D'ailleurs, je n'ai pas changé d'avis sur ces points-là, même après m'y être intéressé sur le tard, actualité l'obligeant.
C'est alors qu'est arrivé l'année 2006 de mémoire, et ce déchainement médiatique de fous furieux étalant leur haine de la pédagogie, qui n'a d'ailleurs jamais tellement quitté nos petits écrans depuis. Cette fois des partisans de la méthode syllabique, j'en ai vu, mais leur discours anti-pédagogique était juste hallucinant. Ils ne prêchaient pas contre l'occultisme que j'avais subi comme élève, mais pour leur occultisme à eux. Les mêmes croyances, pour faire autrement en pensant pareil, ce qui en pédagogie conduit au même résultat.
C'est après cela que j'ai compris que le problème de toute méthode relève du mot "méthode" et pas de l'adjectif qu'on met derrière. Il ne reste que deux concepts en pédagogie quand on arrive au bout de toute réflexion : le vrai et le faux. Les méthodistes vous diront toujours qu'ils ont raison, parce que le faux qu'enseignent d'autres méthodistes serait plus dangereux que le faux qu'ils enseignent eux, ce qui est parfois le cas quand les seconds existent pour de vrai. Mais il ne reste que deux choses : le vrai et le faux. Il n'y a ni bon faux, ni bon occultisme, qui ne valent que pour ce qu'ils sont, pas relativement au fait que pire a ou aurait existé.
et c'était drole, ou triste?, elle lisait en racontant l'histoire lue à l'école, avec des mots en moins ou en plus, bref elle avait appris par coeur l'histoire à l'école, m'enfin...

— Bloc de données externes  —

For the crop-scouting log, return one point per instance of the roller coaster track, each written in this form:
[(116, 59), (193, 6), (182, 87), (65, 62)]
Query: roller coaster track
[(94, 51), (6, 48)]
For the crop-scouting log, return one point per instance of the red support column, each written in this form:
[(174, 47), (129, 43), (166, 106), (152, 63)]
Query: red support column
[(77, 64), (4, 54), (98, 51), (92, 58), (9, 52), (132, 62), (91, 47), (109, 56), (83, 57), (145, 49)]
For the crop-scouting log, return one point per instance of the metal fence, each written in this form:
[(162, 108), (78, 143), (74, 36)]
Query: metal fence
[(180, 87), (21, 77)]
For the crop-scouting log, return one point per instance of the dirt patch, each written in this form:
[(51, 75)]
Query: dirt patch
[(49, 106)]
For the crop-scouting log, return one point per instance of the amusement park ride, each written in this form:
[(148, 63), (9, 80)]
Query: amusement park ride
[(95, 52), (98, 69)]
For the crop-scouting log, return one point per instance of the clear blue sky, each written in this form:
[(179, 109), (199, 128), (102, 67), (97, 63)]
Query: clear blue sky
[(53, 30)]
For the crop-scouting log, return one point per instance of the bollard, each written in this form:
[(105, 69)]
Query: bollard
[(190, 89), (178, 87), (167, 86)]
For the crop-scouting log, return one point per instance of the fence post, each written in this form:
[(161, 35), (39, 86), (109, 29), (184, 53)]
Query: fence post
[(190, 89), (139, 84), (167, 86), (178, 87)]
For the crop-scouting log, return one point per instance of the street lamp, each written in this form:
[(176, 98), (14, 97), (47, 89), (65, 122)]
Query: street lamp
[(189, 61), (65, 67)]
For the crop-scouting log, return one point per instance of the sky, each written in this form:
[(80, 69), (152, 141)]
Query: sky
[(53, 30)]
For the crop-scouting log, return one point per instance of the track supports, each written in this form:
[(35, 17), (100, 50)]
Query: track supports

C'est malheureusement classique d'un enseignement, pas nécessairement global d'ailleurs, où il n'y a ni précision ni explicitation des contenus d'une part et de ce qui est attendu des uns et des autres d'autre part.
Confusion sur les contenus entre lecture et lecture à voix haute, d'une part. On ne peut lire que ce qu'on ne connaît pas. Si on a déjà lu et compris, on ne peut plus le lire à la maison ; éventuellement on peut en faire une lecture à voix haute, ce qui est tout autre chose. Et difficile de mettre ça sur la compte de la méthode globale, tant la confusion entre lecture et lecture à voix haute fait partie de l'ADN des pratiques syllabiques. Elle est d'ailleurs centrale dans les difficultés qu'on observe chez les élèves d'aujourd'hui, alors que les pratiques d'enseignement sont plus syllabiques qu'il y a quelques années.
Pas de définition précise de ce qui est attendu d'autre part. Est-ce lire ? Peut-être mais c'est impossible. Est-ce lire à voix haute ? Dans ce cas c'est bien que l'enfant connaisse déjà le texte, il est un lecteur bien trop débutant pour faire plusieurs choses différentes en même temps. Mais nulle part il n'est dit non plus qu'on attend une lecture à voix haute, pas plus qu'on a expliqué aux parents ce que c'était. Peut-être est-ce simplement du rien du tout, rien qui n'ait à voir avec la lecture du moins, juste un prétexte donné aux parents de montrer à l'enfant que ce qu'il fait est important pour eux. Quand on connaît bien l'école on devine que c'est juste ça. Mais ça n'a pas été expliqué aux parents non plus, pour qui ça n'est naturellement pas si évident.